Prima di tutto è importante rispondere ad una precisa domanda; chi detiene il debito pubblico italiano?
Gli investitori stranieri contano per circa il 30% (di cui circa la metà in mano alla BCE), le banche il 29%, le assicurazioni il 21% e Banca d’Italia circa il 15%. Le famiglie italiane detengono ormai soltanto il 5% del debito pubblico quindi non investono più nei titoli pubblici del loro Paese.
L’economista tedesco Richard Werner ha presentato una soluzione che a suo dire sarebbe efficace e immediata per diminuire il debito pubblico.
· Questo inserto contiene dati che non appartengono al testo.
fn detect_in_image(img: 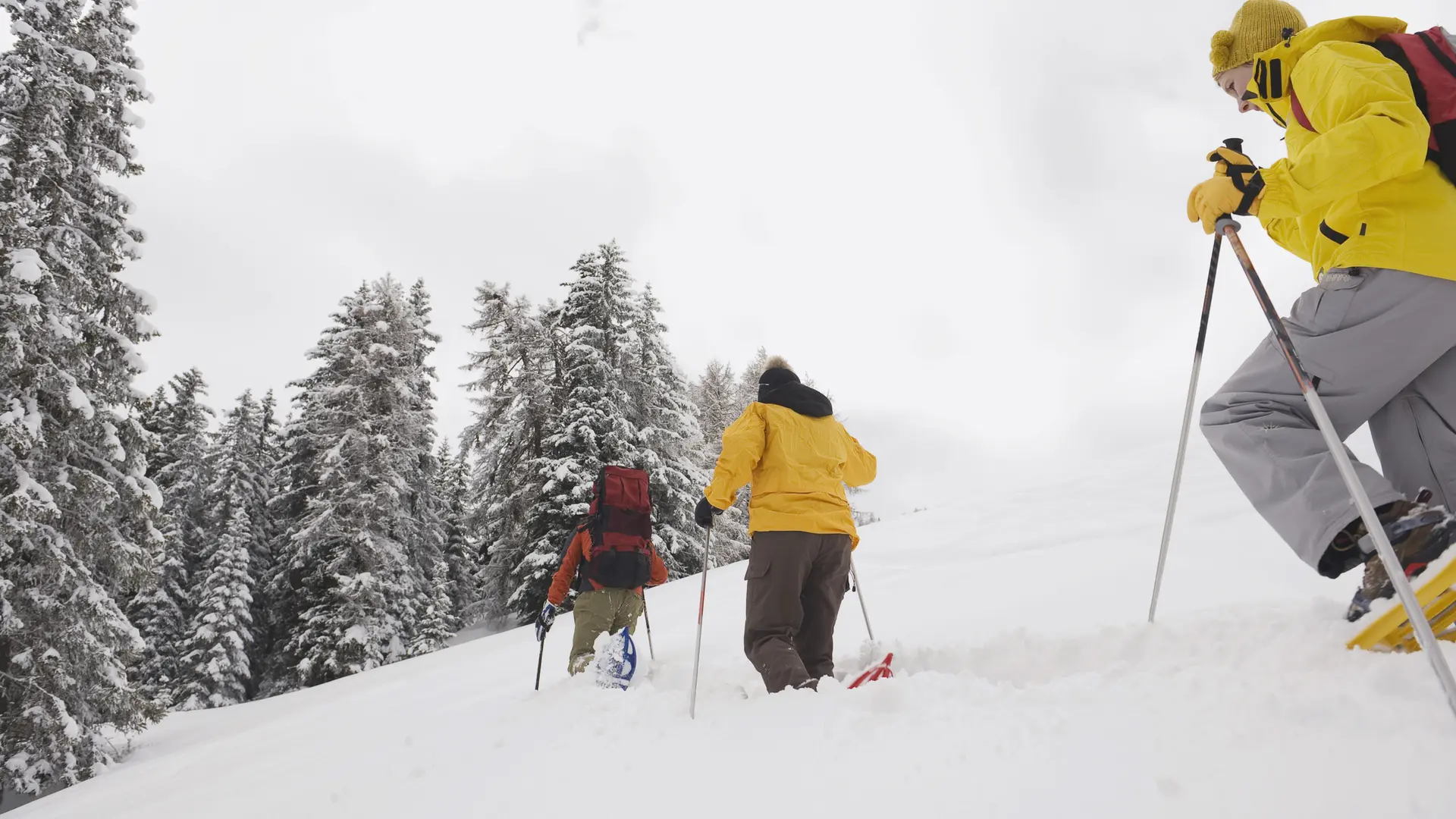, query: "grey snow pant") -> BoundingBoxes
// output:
[742,532,849,694]
[1200,268,1456,577]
Secondo l’economista lo Stato si dovrebbe far prestare i soldi direttamente dalle banche commerciali invece che indebitarsi ,come fa attualmente, con i mercati finanziari emettendo titoli negoziabili (BOT, BTP, CTZ…).
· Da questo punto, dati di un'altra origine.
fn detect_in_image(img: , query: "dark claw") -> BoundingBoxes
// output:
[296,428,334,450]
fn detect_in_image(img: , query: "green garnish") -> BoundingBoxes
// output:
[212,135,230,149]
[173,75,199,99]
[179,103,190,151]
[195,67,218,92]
Secondo Werner, i Governi nazionali dovrebbero preferibilmente indebitarsi direttamente con le banche private accendendo dei prestiti di lunga durata a bassi tassi di interesse per finanziare i deficit pubblici.
È possibile notare che nella quasi totalità dei casi, i prestiti concessi dalle banche ai grandi e enti economici hanno tassi di interesse notevolmente più bassi di quelli applicati sul mercato finanziario.
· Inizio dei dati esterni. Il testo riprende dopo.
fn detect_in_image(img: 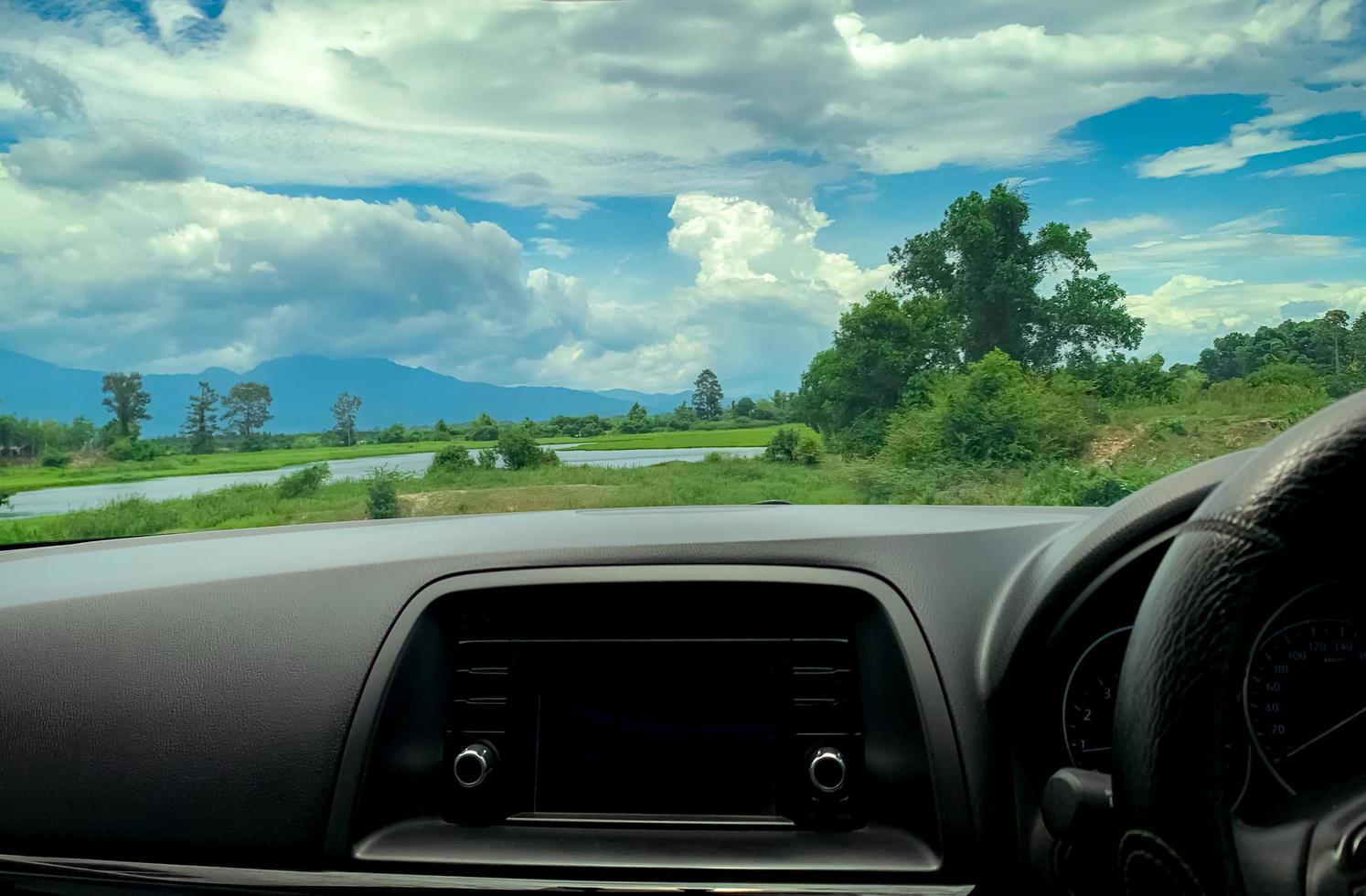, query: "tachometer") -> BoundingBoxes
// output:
[1243,617,1366,794]
[1062,625,1133,772]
Attualmente per un prestito a 10 anni si applica un TAEG di poco superiore al 2% (contro il rendimento dei BTP decennali che ora si attesta al 3,4%).
Bisogna anche considerare che verosimilmente uno Stato potrà avere un peso contrattuale notevole riuscendo a spuntare un tasso più favorevole.
Anche le banche potrebbero guadagnare dei notevoli vantaggi prestando soldi allo Stato. Innanzitutto questi prestiti non sono valutati con il metodo mark to market e quindi rappresentano una voce contabile stabile e non soggetta a variazioni negative nelle fasi di crisi; inoltre, secondo le regole di Basilea i prestiti allo stato sono classificati come sicuri, non richiedono di essere coperti da un incremento di capitale della banca prestatrice, e possono anche essere utilizzati come collaterali presso la BCE. Così le banche avrebbero il miglior rapporto capitale/rischio e potrebbero anche offrire più credito all’Economia reale (evitando le situazioni di Credit Crunch).
Una soluzione simile a quella attualmente proposta da Werner venne adottata in Gran Bretagna durante la Seconda Guerra Mondiale quando,su consiglio dell’economista John Maynard Keynes, il Tesoro britannico si fece prestare dalle banche dei fondi all’1,125% di interesse.
Infine questa soluzione ha un merito di fondamentale importanza: essa permette di tenere sotto controllo il debito e di non esporlo alla speculazione di soggetti nazionali e stranieri che, ovviamente, mirano al loro profitto e non all’interesse nazionale. Tali soggetti indubbiamente sono più propensi a “fuggire” nelle situazioni di crisi, cioè proprio nei momenti in cui c’è più bisogno di capitali.
Riprendendo la proposta di Werner l’attuale Ministro Paolo Savona si spinse ad ipotizzare che in Italia una banca pubblica, per esempio MPS, conceda prestiti di lungo periodo allo stato funzionando anche come calmiere nei confronti del mercato finanziario. Secondo l’economista quota parte degli interessi maturati sui crediti concessi allo Stato ritornerebbe allo Stato azionista sotto forma di dividendi sugli utili con vantaggio per le casse pubbliche.
Il problema è che se MPS si comportasse in quel modo dimostrerebbe di essere parte attiva della Pubblica Amministrazione e, di conseguenza, le passività in essere andrebbero conteggiate nel debito pubblico.